You may have noticed that, each time you open an utterance in Praat, a button appears in the transcript to the left of the line, labelled Import Changes. This button allows you to save any adjustments you might want to make to the alignments back into the LaBB-CAT database.
- If you feel confident using Praat, open an utterance TextGrid, adjust the alignments of the words an phones so that they’re more accurate, and then click the Import Changes button in the transcript.
These changes are flagged as manual edits, so if forced-alignment is run again, they will not be over-written with new bad alignments. Therefore it’s important that the changes you make are actually improvements, because HTK will never change them again.

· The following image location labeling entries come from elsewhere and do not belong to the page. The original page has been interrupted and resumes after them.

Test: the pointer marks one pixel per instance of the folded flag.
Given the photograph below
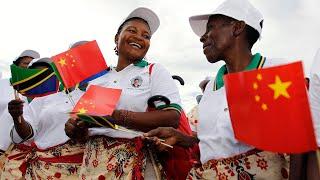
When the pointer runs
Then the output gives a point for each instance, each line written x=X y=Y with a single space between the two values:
x=269 y=108
x=101 y=121
x=33 y=82
x=79 y=63
x=98 y=101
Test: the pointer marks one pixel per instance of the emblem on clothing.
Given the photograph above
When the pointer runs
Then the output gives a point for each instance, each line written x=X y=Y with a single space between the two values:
x=136 y=81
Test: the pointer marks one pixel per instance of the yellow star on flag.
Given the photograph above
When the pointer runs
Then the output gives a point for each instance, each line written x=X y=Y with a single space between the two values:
x=82 y=111
x=280 y=88
x=62 y=61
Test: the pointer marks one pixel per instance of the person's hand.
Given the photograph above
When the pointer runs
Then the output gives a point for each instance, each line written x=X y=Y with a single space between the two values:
x=15 y=108
x=77 y=130
x=170 y=136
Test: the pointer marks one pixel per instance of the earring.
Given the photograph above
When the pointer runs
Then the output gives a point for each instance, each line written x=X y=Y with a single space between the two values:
x=116 y=48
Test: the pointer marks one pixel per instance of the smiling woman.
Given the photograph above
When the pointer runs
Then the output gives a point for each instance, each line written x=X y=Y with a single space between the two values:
x=121 y=155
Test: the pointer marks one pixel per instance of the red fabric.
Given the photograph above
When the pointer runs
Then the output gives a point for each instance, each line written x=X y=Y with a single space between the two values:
x=179 y=161
x=269 y=109
x=97 y=100
x=79 y=63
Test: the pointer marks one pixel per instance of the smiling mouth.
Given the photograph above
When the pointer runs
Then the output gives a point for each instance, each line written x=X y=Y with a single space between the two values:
x=135 y=45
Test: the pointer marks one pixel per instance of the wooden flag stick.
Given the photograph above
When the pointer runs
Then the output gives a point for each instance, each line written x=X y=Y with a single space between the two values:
x=318 y=158
x=16 y=97
x=70 y=98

There are some rules about what you can change:
- You’re not allowed to add or delete words (if this is necessary, it should be done by correcting the transcript instead).
- All the phones must be within the bounds of their own word.
- The start of the first phone should line up with the start of the word, and the end of the last phone should line up with the end of the word.
- You should not change the alignment of the utterance itself (which would only be possible if you select the Open Text Grid incl. ± 1 utterance in Praat option).
In this exercise, you have seen how MFA can be used to compute word and phone alignments automatically from your data, and when using a pronunciation dictionary and pre-trained acoustic models, the process is very straightforward.
Such dictionaries/models are only available for a limited number of languages, but if you have a pronunciation dictionary for the language your corpus uses, MFA can also be used to train its own acoustic models from your corpus, and then use them for forced alignment. This process involves a fair amount of careful transcription, tagging, and dictionary filling.
Perfect automatic alignments are not guaranteed, but LaBB-CAT has a mechanism for manually correcting poor alignments.